Apakah itu artinya sejatinya kita selayaknya jimat berjalan yang mendatangkan rezeki bagi sekitar? Boleh nggak ya kalau minta nggak usah bayar? Kan, kehadiran kita dah kayak eksposur yang mendatangkan pembeli lain, nih. Tak ternilai harganya, lo. Hehehe.
Tapi, kenyataannya kita tak pernah merasakan hal yang sama sendirian. Hal ini, begitu juga beberapa banyak orang lainnya, pernah merasakan hal yang sama.
***
Beberapa kali obrolan di atas muncul di forum informal yang berbeda, saya selalu mendapati lebih banyak orang yang pernah atau bahkan sering mengalami hal demikian ketimbang yang merasa sebaliknya. Tentu asumsi ini tidak terbukti secara statistik.

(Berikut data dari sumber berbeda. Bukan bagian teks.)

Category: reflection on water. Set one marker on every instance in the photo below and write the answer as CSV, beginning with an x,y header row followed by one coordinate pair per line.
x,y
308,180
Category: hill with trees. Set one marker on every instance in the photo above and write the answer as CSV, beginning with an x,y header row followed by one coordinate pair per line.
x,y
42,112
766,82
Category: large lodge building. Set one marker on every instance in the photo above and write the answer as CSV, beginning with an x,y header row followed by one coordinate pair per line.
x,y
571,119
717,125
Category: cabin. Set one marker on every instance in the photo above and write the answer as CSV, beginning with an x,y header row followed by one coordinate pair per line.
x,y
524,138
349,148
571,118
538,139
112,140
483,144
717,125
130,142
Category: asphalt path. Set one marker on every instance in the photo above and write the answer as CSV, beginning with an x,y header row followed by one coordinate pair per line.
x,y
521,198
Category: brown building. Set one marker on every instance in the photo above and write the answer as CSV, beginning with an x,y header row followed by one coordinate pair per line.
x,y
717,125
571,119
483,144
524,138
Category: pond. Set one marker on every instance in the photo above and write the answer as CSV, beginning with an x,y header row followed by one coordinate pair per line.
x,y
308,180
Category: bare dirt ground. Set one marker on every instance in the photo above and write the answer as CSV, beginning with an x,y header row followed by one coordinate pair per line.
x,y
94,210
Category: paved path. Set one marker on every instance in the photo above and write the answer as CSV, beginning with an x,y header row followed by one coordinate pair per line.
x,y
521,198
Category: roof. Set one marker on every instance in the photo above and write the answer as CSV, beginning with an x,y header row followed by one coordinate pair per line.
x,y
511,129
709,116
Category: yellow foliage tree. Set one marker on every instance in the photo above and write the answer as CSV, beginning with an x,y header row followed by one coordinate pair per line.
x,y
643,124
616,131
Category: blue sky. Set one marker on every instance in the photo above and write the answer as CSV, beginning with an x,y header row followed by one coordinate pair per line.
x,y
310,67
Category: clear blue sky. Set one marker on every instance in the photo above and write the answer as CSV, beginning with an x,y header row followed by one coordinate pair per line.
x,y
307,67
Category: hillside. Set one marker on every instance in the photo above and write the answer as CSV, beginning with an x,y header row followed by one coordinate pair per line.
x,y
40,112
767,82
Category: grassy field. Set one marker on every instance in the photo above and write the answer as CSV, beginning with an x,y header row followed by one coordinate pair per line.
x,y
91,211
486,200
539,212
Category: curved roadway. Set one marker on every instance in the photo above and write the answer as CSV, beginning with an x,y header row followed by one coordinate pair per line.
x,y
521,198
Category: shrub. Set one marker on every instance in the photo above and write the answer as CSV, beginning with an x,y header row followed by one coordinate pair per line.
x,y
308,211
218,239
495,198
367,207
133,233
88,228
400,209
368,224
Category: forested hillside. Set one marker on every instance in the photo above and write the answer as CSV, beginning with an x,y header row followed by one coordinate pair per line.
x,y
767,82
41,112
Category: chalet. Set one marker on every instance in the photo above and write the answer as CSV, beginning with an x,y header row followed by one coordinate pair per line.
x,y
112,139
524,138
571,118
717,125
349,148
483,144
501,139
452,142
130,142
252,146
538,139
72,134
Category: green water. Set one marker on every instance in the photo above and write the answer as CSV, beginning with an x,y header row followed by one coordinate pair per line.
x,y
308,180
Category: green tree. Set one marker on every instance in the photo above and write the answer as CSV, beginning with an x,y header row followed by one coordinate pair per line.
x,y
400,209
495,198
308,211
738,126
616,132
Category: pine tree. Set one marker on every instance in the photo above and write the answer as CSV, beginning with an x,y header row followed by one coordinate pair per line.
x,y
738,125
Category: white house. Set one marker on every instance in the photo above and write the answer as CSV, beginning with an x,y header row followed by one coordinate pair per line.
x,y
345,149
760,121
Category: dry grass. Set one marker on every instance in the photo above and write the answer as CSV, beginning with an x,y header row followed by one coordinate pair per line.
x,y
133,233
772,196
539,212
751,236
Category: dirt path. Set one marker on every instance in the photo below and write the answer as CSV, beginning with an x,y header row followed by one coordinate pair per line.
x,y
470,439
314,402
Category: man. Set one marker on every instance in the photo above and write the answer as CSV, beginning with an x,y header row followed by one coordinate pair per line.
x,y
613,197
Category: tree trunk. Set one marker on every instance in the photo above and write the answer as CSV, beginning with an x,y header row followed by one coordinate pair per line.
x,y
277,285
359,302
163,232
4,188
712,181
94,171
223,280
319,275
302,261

Akan tetapi, nggak beda jauh dengan obrolan “hujan akan turun setelah mencuci kendaraan bermotor” kan?
Jadi, bener nggak, sih, ada orang yang punya kemampuan mendatangkan calon pembeli hanya dengan datang ke tempat makan yang lagi senggang? Atau mampu menurunkan hujan cukup dengan mencuci kendaraan bermotor?
Mood-dependent memory
Manusia cenderung mengingat peristiwa-peristiwa dalam pikiran yang memiliki efek berbeda pada emosi. Entah positif atau negatif, menyenangkan atau tidak menyenangkan. Suasana hati membawa asosiasi yang berbeda ke dalam pikiran. Misalnya, pas kita seneng, kita cenderung lebih mengingat kembali peristiwa menyenangkan, pun sebaliknya. Nah, ini ada hubungannya dengan mood-dependent memory.
Ingatan tentang “udah cape nyuci mobil terus hujan” atau “udah bayar sekian ribu rupiah buat nyuci mobil terus hujan” adalah ingatan yang menyebalkan. Lebih menyebalkan dibandingkan dengan “udah nyuci mobil terus hari cerah seminggu” yang mana sebenarnya baik, tapi biasa-biasa aja karena “normalnya gitu”—taken for granted. Sehingga, ingatan pertama lebih menancap di ingatan.
Begitu pula dengan ingatan “datang ke tempat makan yang sepi, lalu tidak lama jadi ramai”. Ingatan ini lebih meninggalkan bekas ketimbang “datang ke tempat yang sepi, dan hingga pulang pun tetap sepi”. Mungkin, selain tidak ada yang bisa dibanggakan (wkwk), tempat makan yang didatangi ketika sepi dan terus berlanjut sepi hingga kita pulang, terasa lumrah. Ya emang sepi aja gitu.